Chris stepped in front of an empty aisle seat to let a lady with a little girl pass. He’d been pacing ever since Susana fell asleep, shortly after their plane took off from Spokane.

The passing girl, an almond-eyed cutie, looked up at him. “Are you …?”

He sat on the seat to put himself at her level. “Am I what?” he asked gently.

“Are you a giant?” The awe in her voice hinted at fear.

He smiled. It wasn’t the first time he’d gotten this question from children. “No, but I guess I look like one to you.” In a whisper, he added, “But the only people I ever eat are bad people who hurt little girls.”

She giggled as she continued down the aisle with her mother.

He turned to look at the center section row behind him where Susana was asleep, her black hair shining against the red upholstery. She looked so peaceful. He rested his chin on his fist as he wondered how she could rest so well, even as they were flying to Cleveland to testify against her attacker, Jason Shadrack McMootin.

Chris was as nervous as he could ever remember being. But it wasn’t him he was concerned about. In fact, he’d hardly thought about his own stint on the witness stand. What did worry him was how this would affect Susana. He’d heard that testifying could traumatize a victim all over again, and he figured she’d suffered enough. Susana rarely complained, but he remembered how restless she’d been after the attack, how she’d cried, how vulnerable and jumpy she’d been.

Wait—had she been the jumpy one, or was that him? Maybe it was both. Anyway, she’d been through enough. They both had.

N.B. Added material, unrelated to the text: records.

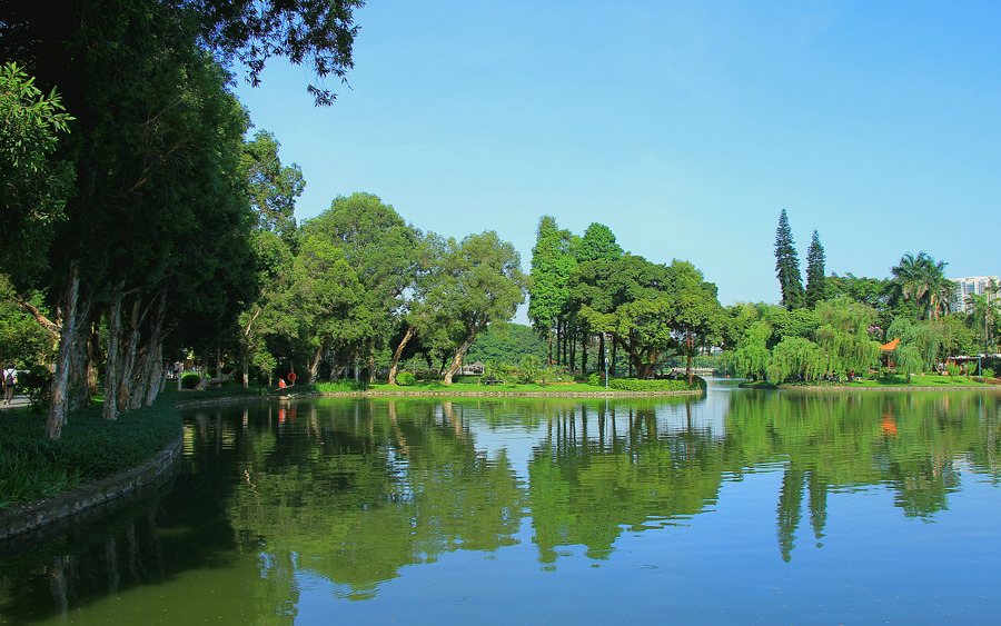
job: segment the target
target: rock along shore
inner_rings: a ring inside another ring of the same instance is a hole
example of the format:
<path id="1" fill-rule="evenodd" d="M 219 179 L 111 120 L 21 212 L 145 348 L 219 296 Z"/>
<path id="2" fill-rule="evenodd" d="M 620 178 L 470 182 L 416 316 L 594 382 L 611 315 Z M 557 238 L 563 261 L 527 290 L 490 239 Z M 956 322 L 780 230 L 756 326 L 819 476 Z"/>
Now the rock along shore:
<path id="1" fill-rule="evenodd" d="M 81 485 L 56 497 L 0 511 L 0 549 L 11 540 L 31 545 L 54 536 L 88 519 L 110 513 L 117 505 L 130 501 L 123 496 L 152 490 L 171 475 L 176 461 L 184 454 L 184 435 L 167 444 L 149 460 L 127 471 Z M 26 536 L 27 535 L 27 536 Z"/>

The girl came back down the aisle. “Are you watching a bad man? You look sad.”

He smiled at her. “No, but I was thinking about a bad man.”

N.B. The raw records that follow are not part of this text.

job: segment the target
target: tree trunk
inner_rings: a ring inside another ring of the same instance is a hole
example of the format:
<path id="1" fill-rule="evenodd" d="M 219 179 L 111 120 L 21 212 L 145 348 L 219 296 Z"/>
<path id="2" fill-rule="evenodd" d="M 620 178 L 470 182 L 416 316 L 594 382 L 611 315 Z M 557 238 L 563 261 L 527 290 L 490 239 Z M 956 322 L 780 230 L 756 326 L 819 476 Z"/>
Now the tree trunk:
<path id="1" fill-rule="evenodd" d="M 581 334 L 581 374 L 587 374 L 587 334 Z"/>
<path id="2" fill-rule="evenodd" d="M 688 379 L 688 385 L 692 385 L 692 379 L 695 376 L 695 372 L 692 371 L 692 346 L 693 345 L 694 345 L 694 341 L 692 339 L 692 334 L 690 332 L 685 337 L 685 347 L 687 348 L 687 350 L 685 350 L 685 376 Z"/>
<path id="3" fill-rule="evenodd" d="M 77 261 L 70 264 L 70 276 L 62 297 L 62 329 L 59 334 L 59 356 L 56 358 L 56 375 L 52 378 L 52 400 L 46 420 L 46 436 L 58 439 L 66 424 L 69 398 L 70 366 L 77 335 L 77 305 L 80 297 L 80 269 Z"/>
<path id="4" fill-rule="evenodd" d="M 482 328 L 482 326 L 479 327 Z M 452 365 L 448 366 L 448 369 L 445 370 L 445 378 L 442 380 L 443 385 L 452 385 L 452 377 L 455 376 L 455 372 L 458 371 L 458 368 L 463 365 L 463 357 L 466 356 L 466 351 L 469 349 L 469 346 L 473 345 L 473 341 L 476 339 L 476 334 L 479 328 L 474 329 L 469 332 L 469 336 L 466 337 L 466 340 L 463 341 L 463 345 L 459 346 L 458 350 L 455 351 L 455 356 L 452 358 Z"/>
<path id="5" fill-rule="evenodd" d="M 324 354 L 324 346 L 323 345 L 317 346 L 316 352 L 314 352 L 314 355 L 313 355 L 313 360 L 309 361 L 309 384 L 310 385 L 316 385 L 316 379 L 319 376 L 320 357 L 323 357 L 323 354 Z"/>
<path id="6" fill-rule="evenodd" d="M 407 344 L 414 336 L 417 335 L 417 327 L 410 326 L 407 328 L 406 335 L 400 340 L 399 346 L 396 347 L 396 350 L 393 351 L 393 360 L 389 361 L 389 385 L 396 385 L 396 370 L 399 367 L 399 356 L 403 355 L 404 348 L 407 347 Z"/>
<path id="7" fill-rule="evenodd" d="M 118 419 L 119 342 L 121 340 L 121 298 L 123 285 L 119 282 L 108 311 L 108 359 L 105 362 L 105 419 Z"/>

“Don’t worry. Doug cares for the little, little birdies.”She held her hands close together to show how little. “And us too.”

Chris marveled at her simple trust. “Thanks. I’ll remember that.”

That night, in his hotel room in Cleveland, Chris looked up the passage in The Manual that the little girl had referred to. He read it over a few times, understanding its content intellectually, but unable to make it his own.

He’d come to think that Josh’s idea of letting Doug do the worrying had some merit. In fact, it was starting to sound pretty good. Yet he couldn’t figure out how to actually do that. As he reflected on the passage, he pulled out his raberi and played some old runner’s tunes. The familiar melodies soothed his mind until he finally slipped into a troubled sleep.